Use AWS Transit Gateway with Confluent Cloud¶

You can use AWS Transit Gateway to connect your VPCs to your Confluent Cloud clusters. The transit gateway acts as a cloud router, with each connection only made once. Your data is encrypted and never travels over the public internet.

Requirements¶

To use AWS Transit Gateway with Confluent Cloud, you need the followings:

An AWS Transit Gateway must be configured and ready to use for your AWS account.

To create a transit gateway, see Create a transit gateway in the AWS documentation.
A resource share for your Confluent Cloud network must be created in your AWS Resource Access Manager (RAM) Console.

For details, see Creating a resource share in AWS RAM and Share a transit gateway in the AWS documentation.

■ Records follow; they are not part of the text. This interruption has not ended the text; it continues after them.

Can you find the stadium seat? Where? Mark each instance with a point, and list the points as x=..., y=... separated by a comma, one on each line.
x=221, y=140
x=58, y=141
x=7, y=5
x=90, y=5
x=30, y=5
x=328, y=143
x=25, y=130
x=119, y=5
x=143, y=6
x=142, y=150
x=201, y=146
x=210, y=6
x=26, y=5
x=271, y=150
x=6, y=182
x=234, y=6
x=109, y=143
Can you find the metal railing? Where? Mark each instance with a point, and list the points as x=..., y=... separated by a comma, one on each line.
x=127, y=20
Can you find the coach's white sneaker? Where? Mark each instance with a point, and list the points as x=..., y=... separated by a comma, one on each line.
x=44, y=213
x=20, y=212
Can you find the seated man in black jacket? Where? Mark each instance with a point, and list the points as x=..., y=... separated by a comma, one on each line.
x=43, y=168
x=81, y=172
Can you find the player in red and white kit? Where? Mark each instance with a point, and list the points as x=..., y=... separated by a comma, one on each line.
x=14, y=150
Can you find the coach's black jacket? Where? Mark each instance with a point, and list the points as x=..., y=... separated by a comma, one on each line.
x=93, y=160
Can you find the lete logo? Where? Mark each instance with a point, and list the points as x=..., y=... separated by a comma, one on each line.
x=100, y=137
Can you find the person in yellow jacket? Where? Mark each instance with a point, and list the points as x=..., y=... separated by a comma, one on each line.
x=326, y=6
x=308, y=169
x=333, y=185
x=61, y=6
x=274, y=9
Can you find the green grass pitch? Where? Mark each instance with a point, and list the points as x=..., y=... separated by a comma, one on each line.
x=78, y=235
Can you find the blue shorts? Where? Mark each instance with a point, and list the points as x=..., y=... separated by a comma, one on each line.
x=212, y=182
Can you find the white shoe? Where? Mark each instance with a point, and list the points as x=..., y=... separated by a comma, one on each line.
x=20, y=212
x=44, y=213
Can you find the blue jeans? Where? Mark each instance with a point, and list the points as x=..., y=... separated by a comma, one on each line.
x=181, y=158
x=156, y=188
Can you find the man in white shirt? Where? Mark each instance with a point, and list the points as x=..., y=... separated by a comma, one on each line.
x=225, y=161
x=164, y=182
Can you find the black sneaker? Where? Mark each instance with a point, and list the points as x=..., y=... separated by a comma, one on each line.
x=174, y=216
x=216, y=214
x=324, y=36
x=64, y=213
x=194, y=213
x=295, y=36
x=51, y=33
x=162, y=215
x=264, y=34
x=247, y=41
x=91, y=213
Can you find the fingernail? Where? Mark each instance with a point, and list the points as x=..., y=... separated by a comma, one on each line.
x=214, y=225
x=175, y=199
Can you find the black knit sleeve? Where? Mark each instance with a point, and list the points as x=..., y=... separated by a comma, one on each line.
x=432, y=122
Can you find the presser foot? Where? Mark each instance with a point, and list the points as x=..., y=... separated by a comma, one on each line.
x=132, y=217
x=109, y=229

To share your AWS transit gateway with your Confluent Cloud network, use the Confluent Cloud AWS Account ID as the principal. In the Confluent Cloud Console, you can find the Confluent Cloud AWS Account listed in your Confluent Cloud network under Network overview.
A Confluent Cloud network of type TRANSITGATEWAY on AWS.
All AWS availability zones, except use1-az3, are supported in the us-east-1 region.
Cluster Linking

Cluster links between two AWS Transit Gateway clusters are supported in the following CIDR blocks:
- RFC 1918
  - 10.0.0.0/8
  - 172.16.0.0/12
  - 192.168.0.0/16
- RFC 6598
  - 100.64.0.0/10
All CIDR blocks are compatible with Cluster Linking between a public internet cluster and an AWS Transit Gateway cluster, or between a Confluent Platform (version 7.0 or later) cluster and an AWS Transit Gateway cluster.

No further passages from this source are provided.